Esto hace de cada plano de Welles, sea breve o largo, fijo o en movimiento, un fragmento de pasado, puesto en tiempo presente por el hecho mismo, mágico en sí mismo, de su proyección. Esa actualización del pasado convierte a Welles, a mi modo de ver, en un émulo del Dr. Frankenstein, cuyas criaturas —un poco monstruosas a veces—, hechas de fragmentos inertes, cobran nueva vida bajo la luz del arco voltaico y por obra de esa labor de asociación, combinación, empalme y costura que es el montaje. Por eso es quimérico tratar de imaginar cómo habrían sido las películas que Welles no llegó a montar, y todo intento de suplantarle está de antemano condenado al fracaso: los fragmentos seguirán muertos, y el resultado será una impostura.

Al final de todas las películas de Welles, si el protagonista no ha muerto —lo que sucede con una frecuencia asombrosa para el cine americano (Kane, Arkadin, Quinlan, Josef K., etc.), a veces desde el comienzo mismo—, otros personajes importantes lo habrán hecho y, sobre todo, una historia habrá terminado, sea la relación de Michael O'Hara (Welles) y Elsa Bannister (Rita Hayworth) en La dama de Shanghai, o la de Falstaff (Welles) y el príncipe Hal (Keith Baxter), convertido en rey, en Campanadas a medianoche (1965), lo que permite, en teoría, darles carpetazo y devolverlas nominalmente al olvido.

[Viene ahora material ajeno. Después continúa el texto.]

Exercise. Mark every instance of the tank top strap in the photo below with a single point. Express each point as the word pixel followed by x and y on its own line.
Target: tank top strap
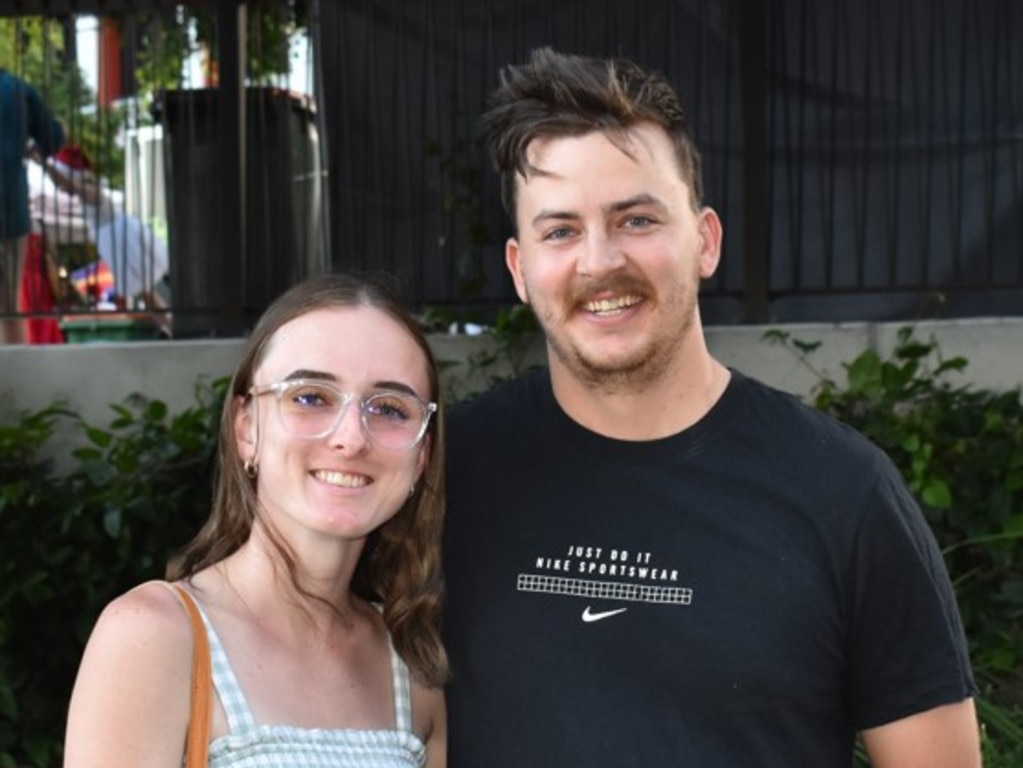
pixel 402 690
pixel 239 717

El mérito de Welles —no sé si su meta— es la frecuencia asombrosa con que logró que archivásemos esa historia, para siempre, en todos los rincones o resquicios de nuestra memoria: en nuestro cerebro y en nuestra retina, en nuestros oídos y en nuestro afecto, y que no seamos ya capaces de olvidar no ya a esos personajes singulares, sino los planos mismos en que se materializó su fugaz —pero no tan efímero— retorno a la vida. Algo doblemente ficticio, si se quiere, pero de existencia incontrovertible y duradera.